Now consider a situation in which the two classes are linearly separable. Then we can find a separating hyperplane using the svm() function. We first further separate the two classes in our simulated data so that they are linearly separable:

x[y == 1,] <- x[y == 1,] + 0.5
plot(x, col = (y + 5) / 2, pch = 19)

Now the observations are just barely linearly separable. We fit the support vector classifier and plot the resulting hyperplane, using a very large value of cost so that no training observations are misclassified.

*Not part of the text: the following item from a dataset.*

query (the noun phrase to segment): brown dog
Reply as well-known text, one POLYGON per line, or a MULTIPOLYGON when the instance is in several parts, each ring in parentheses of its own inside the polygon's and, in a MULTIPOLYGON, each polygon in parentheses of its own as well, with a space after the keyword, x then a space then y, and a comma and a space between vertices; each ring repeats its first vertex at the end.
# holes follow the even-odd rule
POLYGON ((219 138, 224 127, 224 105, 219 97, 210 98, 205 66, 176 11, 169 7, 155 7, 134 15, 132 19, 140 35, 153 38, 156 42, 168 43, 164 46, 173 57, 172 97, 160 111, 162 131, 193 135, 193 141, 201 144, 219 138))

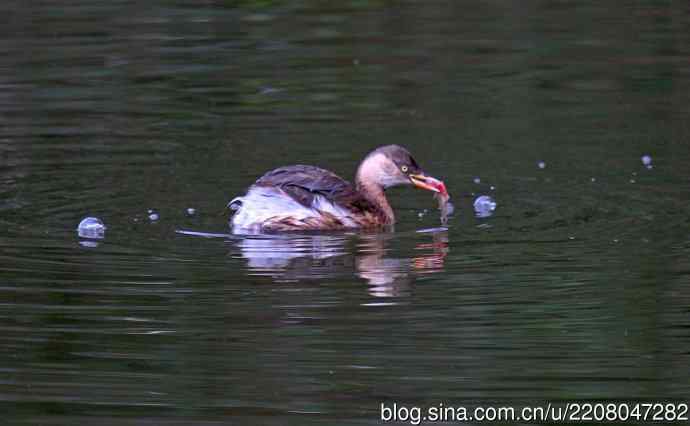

dat <- data.frame(x = x, y = as.factor(y))
svmfit <- svm(y ~ ., data = dat, kernel = "linear", cost = 1e5)
summary(svmfit)
Call:
svm(formula = y ~ ., data = dat, kernel = "linear", 
    cost = 1e+05)
Parameters:
   SVM-Type:  C-classification 
 SVM-Kernel:  linear 
       cost:  1e+05 
Number of Support Vectors:  3
 ( 1 2 )
Number of Classes:  2 
Levels: 
 -1 1

plot(svmfit, dat)

Note: The axis are swapped compared to the previous graph

No training errors were made and only three support vectors were used. However, we can see from the figure that the margin is very narrow (because the observations that are not support vectors, indicated as circles, are very close to the decision boundary). It seems likely that this model will perform poorly on test data. We now try a smaller value of cost:

svmfit <- svm(y ~ ., data = dat, kernel = "linear", cost = 1)
summary(svmfit)
plot(svmfit, dat)

Using cost=1, we misclassify a training observation, but we also obtain a much wider margin and make use of seven support vectors.

MC1: Which model would most likely perform better on test data
1) Model with cost = 1
2) Model with cost = 1e5